• Gineth Mendez-Yibirin

Foam Rolling Basics

Updated: Jun 22

What Type of Foam Roller should you get?

A light foam roller is ideal for a beginner or for someone with very tight muscles. A denser foam roller will last longer and it will give more pressure to tight areas. I recommend using the grid from Trigger Point or the high density foam roller from Perform Better.

Why Foam Roll?

There are different reasons why our connective tissue gets tight. Age, past injuries that create scar tissue, or faulty moving patterns can be causes for tightness. Tightness will restrict the mobility of the joint and as we keep training or stressing the muscles, the body will compensate and most likely will result in an injury. Foam Rolling is a preventive measure. Most of us can not afford a daily or even weekly massage. The Foam Roll gives us that opportunity to release tightness in order to move better and to swim, bike and run better. It will also improve your overall posture.
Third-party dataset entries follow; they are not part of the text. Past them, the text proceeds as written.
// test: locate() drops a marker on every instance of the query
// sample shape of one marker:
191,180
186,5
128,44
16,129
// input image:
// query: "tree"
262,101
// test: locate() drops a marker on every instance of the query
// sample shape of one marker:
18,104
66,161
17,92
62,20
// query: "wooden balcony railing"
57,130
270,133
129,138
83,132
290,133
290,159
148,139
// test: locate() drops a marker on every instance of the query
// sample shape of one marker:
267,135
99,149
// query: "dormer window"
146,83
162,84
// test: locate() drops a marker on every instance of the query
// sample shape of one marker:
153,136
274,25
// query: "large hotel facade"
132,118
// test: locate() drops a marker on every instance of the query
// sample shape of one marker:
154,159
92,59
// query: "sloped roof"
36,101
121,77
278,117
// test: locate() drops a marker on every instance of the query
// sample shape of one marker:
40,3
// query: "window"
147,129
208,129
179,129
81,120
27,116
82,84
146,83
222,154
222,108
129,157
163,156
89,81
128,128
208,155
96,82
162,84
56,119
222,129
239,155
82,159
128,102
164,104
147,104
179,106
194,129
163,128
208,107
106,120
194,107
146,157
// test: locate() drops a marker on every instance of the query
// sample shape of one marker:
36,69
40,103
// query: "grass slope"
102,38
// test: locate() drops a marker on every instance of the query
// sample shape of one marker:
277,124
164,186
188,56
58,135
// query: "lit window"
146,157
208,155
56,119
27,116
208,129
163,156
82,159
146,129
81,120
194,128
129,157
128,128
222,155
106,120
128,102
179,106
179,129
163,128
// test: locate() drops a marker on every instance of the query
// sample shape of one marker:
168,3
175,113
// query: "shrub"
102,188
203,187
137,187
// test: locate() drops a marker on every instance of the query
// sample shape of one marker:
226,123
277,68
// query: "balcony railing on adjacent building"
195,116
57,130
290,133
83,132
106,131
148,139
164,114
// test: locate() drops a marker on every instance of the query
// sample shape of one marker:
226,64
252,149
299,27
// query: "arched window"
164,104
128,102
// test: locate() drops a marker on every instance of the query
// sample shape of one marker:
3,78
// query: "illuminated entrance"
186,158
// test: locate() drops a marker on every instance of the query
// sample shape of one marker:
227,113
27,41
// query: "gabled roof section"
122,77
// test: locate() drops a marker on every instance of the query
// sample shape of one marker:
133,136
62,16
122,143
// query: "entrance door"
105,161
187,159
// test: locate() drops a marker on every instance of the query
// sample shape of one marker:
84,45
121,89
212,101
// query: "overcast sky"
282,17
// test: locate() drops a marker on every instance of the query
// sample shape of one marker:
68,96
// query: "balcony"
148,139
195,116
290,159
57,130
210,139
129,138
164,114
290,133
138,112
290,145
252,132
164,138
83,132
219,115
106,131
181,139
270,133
How long should you Foam Roll?

About 1 minute per body part. Focus on the point where you feel discomfort. Hold the spot where you feel the most tightness and then keep rolling. Keep in mind that a few minutes frequently will be more beneficial than 1 hour per week. If you already have an injury don’t overdo the Foam Roller. You may aggravate the tissues even more so make sure you don't put too much pressure.

When is the best time to Foam Roll?

You should foam roll before a workout to help with mobility before training. You may feel more limber. If you foam roll after your workout it will help you in the recovery process by increasing blood flow into your tissues and by restoring mobility to your joints. In reality, you can foam roll any time of the day!

So if you have a foam roller collecting dust, it is time you pull it out! If you don’t have one, it’s time you get one. It will really be your muscles best friend. It may be a little uncomfortable when you first start, but the more you foam roll the easier it will get.